Opioid Overdose Bar Chart Q1 2017 to Q1 2019

CDC’s Enhanced State Opioid Overdose Surveillance (ESOOS) Program:* Annual percent changes† in Opioid Overdoses§ for Selected States Providing Data,¶ Q1 2017 (January 1, 2017-March 31, 2017) to Q1 2019 (January 1, 2019-March 31, 2019), by Sex and Age Group
Yearly Percent Change
Q1 2017 to Q1 2018 Q2 2017 to Q2 2018 Q3 2017 to Q3 2018 Q4 2017 to Q4 2018 Q1 2018 to Q1 2019
(24 states) (24 states) (25 states) (29 states) (27 states)
Overall -10.26 -10.9 -6.3 0.44 3.51
Sex
Male -11.59 -11.18 -7.42 0.52 2.86
Female -8.38 -10.7 -5.1 -0.39 3.9
Age group
11-24 -16.47 -16.52 -15.39 -10.39 -12.72
25-34 -11.16 -11.06 -7.75 -7.62 2.18
35-54 -6.89 -8.58 -4.12 6.94 4.76
55 and up -6.94 -8.39 0.2 12.83 15.15

* Data come from states participating in CDC’s Enhanced State Opioid Overdose Surveillance (ESOOS) program. Every three months, states share overdose data from emergency department (ED) visits to CDC, including syndromic or hospital billing data to identify all drug, opioid, and/or heroin overdoses that presented in the ED and demographic characteristics of those who overdosed, such as sex, age, and county of patient residence. States have several options for how they relay their ED data to CDC. States choose to share ED visits for suspected overdoses (e.g., all drug, opioid, and heroin) either directly with CDC using a secure server or they can allow CDC to have access to their states’ data in the National Syndromic Surveillance Program’s (NSSP) BioSense platform. The number of states included in the calculations of quarterly and yearly change will vary and will increase over time as additional states share data with CDC. Comparisons between states should not be made due to variations in data quality, completeness, and reporting across states.
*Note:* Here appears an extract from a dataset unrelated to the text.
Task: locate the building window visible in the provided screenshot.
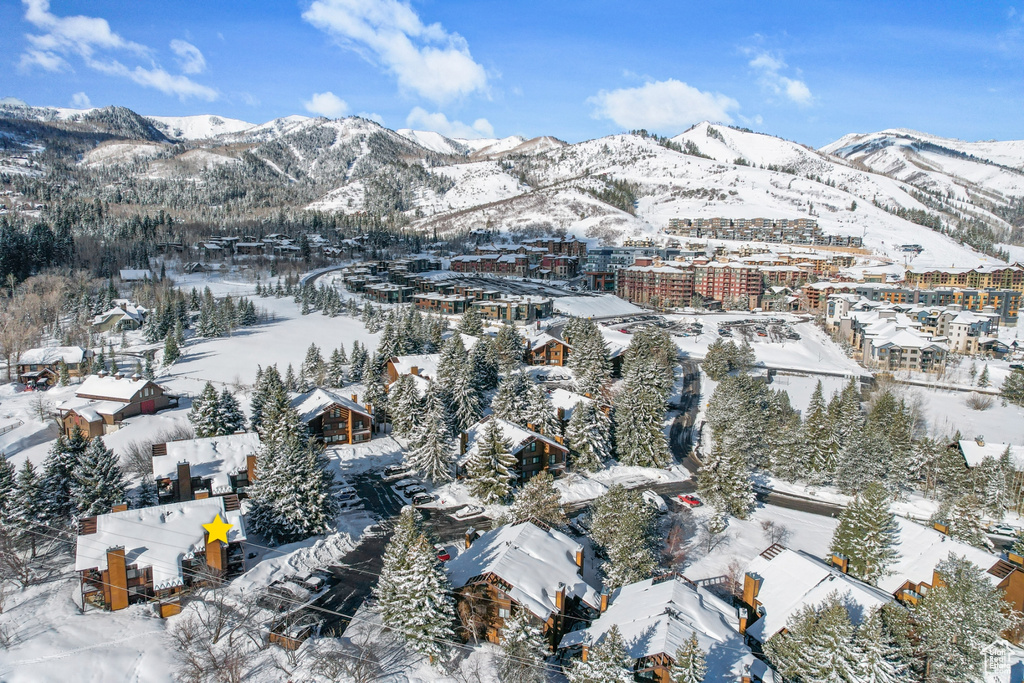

† To account for changes occurring across time, quarterly and yearly trends for the rate of ED visits involving suspected drug overdoses (e.g., ED visits involving drug overdoses divided by total ED visits and multiplied by 10,000) were analyzed overall and by sex, age group, and U.S. state. Quarterly rate changes were calculated for all quarters. Yearly change, controlling for seasonal effects, was estimated as the change from the final quarter of previous year to the final quarter of the current year (e.g., fourth quarter 2016 to fourth quarter 2017). Significance testing was conducted using chi-square tests. Data table provides quarterly and yearly estimates of change for all ESOOS states with available data overall, and by sex and age. Bolded estimates indicate statistically significant results between quarters.

§ The case definitions used by states draw from multiple fields within emergency department (ED) data. Please see more information on the Case Definiton webpage or CDC’s March 2018 Vital Signs.

¶ The following are several important caveats to consider when interpreting the data presented: (1) Data sent from facilities to health departments may be delayed or may stop for a period of time. When facilities begin sharing data again, information about visits during the lapse may never be shared; (2) For syndromic data, information from ~70% of visits arrive within 48 hours as the chief complaint of the visit. However, the chief complaint field may be incomplete. As updates to visits arrive weeks later, relevant overdose discharge diagnosis codes or revised chief complaint text may be received. Therefore, rates may change over time as the visit records are completed and new drug overdose visits are identified; (3) Because these data are not finalized based on toxicological results, they are not considered confirmed cases, but “suspected” overdoses. Data collected from syndromic surveillance should not be interpreted or represented as exact counts; and (4) Data likely represent an undercount, given inaccuracies in coding and missing chief complaint information.